Learning Strong Inference Models in Small Data Domains

Sarah Ostadabbas


April 13, 2022 / 1:00-2:00 p.m. EDT

Expeditions in Experiential AI

Recent efforts in machine learning (especially with the new waves of deep learning introduced in the last decade) have obliterated records for regression and classification tasks that have previously seen only incremental accuracy improvements. There are many other fields that would significantly benefit from machine learning (ML)-based inferences where data collection or labeling is expensive. In these domains (i.e. Small Data domains), the challenge we now face is how to learn efficiently with the same performance with less data. Many applications will benefit from a strong inference framework with deep structure that will: (i) work with limited labeled training samples; (ii) integrate explicit (structural or data-driven) domain knowledge into the inference model as editable priors to constrain search space; and (iii) maximize the generalization of learning across domains. My research aims to explore a generalized ML approach to solve the small data problem that leverages existing research and fills in key gaps with original work.

There are two basic approaches to reduce data needs during model training: (1) decrease inference model learning complexity via data-efficient machine learning, and (2) incorporate domain knowledge in the learning pipeline through the use of data-driven or simulation-based generative models. In this talk, I present my recent work on merging the benefits of these two approaches to enable the training of robust and accurate (i.e. strong) inference models that can be applied on real-world problems dealing with data limitation. My plan to achieve this aim is structured in four research thrusts: (i) introduction of physics- and/or data-driven computational models here referred to as weak generator to synthesize enough labeled data in an adjacent domain; (ii) design and analysis of unsupervised domain adaptation techniques to close the gap between the domain adjacent and domain specific data distributions; (iii) combined use of the weak generator, a weak inference model and an adversarial framework to refine the domain adjacent dataset by employing a set of unlabeled domain specific dataset; and (iv) development and analysis of co-labeling/active learning techniques to select the most informative datasets to refine and adapt the weak inference model into a strong inference model in the target application.



Sarah Ostadabbas is an assistant professor in the Department of Electrical and Computer Engineering and director of the Augmented Cognition Laboratory. Her research focuses on enhancing human information-processing capabilities through the design of adaptive interfaces via physical, physiological, and cognitive state estimation.

Ostadabbas has developed augmented and virtual reality tools for both the assessment and enhancement portions of interfaces, based on rigorous models adaptively parameterized using machine learning and computer vision algorithms.

Her work extends to medical and military applications in the small data domain where data collection and labeling is expensive, individualized, and protected by stringent privacy or classification laws. She has developed learning frameworks with deep structures that work with limited labeled training samples.

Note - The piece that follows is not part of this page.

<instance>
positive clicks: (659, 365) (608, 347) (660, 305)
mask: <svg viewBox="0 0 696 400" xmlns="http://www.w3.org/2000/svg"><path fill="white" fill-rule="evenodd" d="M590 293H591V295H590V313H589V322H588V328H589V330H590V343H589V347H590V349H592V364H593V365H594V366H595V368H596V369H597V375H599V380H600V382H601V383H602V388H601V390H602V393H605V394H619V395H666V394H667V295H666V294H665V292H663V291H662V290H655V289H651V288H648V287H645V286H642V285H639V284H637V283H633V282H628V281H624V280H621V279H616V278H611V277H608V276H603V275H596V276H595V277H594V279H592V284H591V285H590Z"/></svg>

Her work has also involved integrating domain knowledge into prior learning and synthetic data augmentation and maximizing generalized learning across domains by learning invariant representations.

Ostadabbas has co-authored more than 70 peer-reviewed journal and conference articles. Her research has received funding from the National Science Foundation, Mathworks, Amazon Web Services, Biogen, and NVIDIA. Within the Institute of Electrical and Electronics Engineers (IEEE), she is a member of the Computer Society, Women in Engineering, the Signal Processing Society, Engineering in Medicine & Biology Society, and the Young Professionals group. She serves on the International Society for Virtual Rehabilitation and the Association for Computing Machinery Special Interest Group on Computer-Human Interaction. She has helped organize workshops on topics ranging from multimodal data fusion to deep learning in small data.

Ostadabbas is now associate editor of IEEE’s Transactions on Biomedical Circuits and Systems journal, on the editorial board of both IEEE’s Sensors Letters and the Digital Biomarkers journals, and has been technical and session chair for several signal processing and machine learning conferences. She completed her postdoctoral research at Georgia Institute of Technology after earning her doctoral degree at the University of Texas at Dallas.